3) Which files do you want to see and why?
And often, I've already attached the information to the ticket already; so you asking for them again shows that you have not read the ticket or are just working off the script.
Constantly in conversations with our various hardware engineers from all vendors, we discover reductions in headcount, experience engineers being retired early etc and territory coverage per engineer being increased. We are not buying less hardware, we are buying more and there are more systems out there to go wrong. Now arguably, systems are becoming more reliable but there are more of them. And in the world of storage, we have lots of moving parts; disks spin, tapes spool, robots move and these are all things which wear out and break. Disks get bigger and the potential impact of a disk failure and the resultant rebuild times gets ever larger.
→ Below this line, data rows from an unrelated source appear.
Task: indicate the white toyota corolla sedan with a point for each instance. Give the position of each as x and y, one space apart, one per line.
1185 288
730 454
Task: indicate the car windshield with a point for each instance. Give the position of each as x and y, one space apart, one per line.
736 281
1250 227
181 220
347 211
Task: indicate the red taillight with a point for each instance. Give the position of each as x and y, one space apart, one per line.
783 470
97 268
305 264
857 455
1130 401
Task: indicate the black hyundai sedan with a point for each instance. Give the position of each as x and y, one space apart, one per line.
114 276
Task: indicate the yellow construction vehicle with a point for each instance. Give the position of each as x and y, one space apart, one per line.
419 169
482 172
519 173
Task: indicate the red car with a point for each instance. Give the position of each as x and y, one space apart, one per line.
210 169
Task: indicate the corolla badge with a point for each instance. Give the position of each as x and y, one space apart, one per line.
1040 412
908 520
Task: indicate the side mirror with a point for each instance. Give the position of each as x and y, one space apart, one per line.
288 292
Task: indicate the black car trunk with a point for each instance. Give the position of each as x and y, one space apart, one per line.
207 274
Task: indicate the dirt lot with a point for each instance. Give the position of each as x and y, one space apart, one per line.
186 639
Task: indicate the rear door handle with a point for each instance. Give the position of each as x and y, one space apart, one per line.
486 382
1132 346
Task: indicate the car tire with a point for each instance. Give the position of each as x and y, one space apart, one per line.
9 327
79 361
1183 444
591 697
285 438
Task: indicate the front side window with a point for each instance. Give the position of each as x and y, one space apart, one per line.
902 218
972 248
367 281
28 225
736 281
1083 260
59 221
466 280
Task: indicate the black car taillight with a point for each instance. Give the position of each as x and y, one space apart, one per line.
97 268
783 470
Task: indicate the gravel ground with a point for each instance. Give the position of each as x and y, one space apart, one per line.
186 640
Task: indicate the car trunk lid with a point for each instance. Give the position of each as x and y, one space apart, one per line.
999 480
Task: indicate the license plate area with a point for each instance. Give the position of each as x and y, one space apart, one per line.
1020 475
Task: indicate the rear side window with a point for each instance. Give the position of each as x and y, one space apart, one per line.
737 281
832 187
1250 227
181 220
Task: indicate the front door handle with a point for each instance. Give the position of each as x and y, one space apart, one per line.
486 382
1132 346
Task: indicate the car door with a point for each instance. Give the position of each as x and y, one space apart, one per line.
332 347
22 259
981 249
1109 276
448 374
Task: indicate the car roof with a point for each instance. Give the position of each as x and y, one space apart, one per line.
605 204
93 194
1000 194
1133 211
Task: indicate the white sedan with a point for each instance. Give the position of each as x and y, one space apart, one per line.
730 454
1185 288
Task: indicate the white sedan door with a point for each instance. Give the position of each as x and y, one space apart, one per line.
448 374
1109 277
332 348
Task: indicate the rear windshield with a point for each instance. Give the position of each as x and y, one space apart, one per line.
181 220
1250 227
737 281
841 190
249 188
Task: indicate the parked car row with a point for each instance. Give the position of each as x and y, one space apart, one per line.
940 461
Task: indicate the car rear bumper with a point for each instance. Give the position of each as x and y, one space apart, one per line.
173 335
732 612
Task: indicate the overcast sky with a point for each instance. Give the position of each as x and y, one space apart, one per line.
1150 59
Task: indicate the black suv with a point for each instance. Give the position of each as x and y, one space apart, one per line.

Talking to people who work in the support centres; it appears to be more important to keep the queue within the targets than solving the customer's problem at point of first contact. There is no longer time to do follow-up calls; for example, calling the customer who had the severity 1 call to ensure that they are happy with the fix.
This is just the tip of the ice-berg and I could rant on and on about this subject; I was ranting about the decline in service years ago and yet it really is not getting better. For example, I am personally aware of four companies this year who have experience major outages due to problems caused by vendor support; it may be that now I have a fairly high profile in the industry that people tell me their war stories but it seems we are on an upward trend.
I think it's about time that the vendors started to review what and how they are providing support (fix your websites or at least put a decent search capability on it, it is pretty awful that generally I find myself using generic search engines and the site: directive to search your site); it is also about time that they started treating support centre staff with respect and giving them time to do a great job.